Today is about something serious from Blog Every Day In May. It's about something difficult I am trying to overcome in my life. I normally write about happy things. I've been thinking a lot about this blog and I noticed that I don't write about real "issues" in my life.
My disclaimer: All affected parties have read this and approve everything I write. We apologize if we hurt any one's feelings by this post. We don't mean too but its our life and our feelings.
Something that has been bothering me lately are things with my in laws. This Mothers Day was his grandmas funeral. She actually passed in August in Florida but she was cremated and his aunt decided the funeral would be on Mothers Day. We found out Sunday of Mothers Day. It was really disheartening. To be honest we thought this would happen but we were really hoping that it would be different. I don't want to rehash it all to be honest it will just take time to get over it, but it does make the hurt any less.
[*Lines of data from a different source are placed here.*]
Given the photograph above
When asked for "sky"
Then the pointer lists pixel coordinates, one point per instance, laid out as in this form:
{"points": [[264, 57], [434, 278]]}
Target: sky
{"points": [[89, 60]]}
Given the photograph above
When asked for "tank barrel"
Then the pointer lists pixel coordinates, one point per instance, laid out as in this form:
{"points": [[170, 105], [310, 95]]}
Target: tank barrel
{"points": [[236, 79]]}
What hurts the most is what Gary said, "I just can't believe my family thinks that little of me to not invite us." That just kills me. I know he a strong man and keeping it inside, but I wish sometimes he would let it out. I know it's bothering him more than he leads on, but he'll talk when he wants to.
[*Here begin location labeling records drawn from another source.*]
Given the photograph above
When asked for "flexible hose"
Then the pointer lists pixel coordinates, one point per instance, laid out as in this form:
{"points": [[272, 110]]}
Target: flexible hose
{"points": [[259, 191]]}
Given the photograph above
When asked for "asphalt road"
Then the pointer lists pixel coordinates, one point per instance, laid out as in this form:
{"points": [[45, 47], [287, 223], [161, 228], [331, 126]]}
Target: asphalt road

Other things that I have been difficult for me is the off season. This is my first off season with a team in strickly sales. In the past my position has been half sales/half marketing. I haven't really put the effort in on the sales side until now. My only job is selling. My boss has already told me that he is going to be working with me a lot on role playing and being a better salesperson. I'm nervous and excited all at the same time.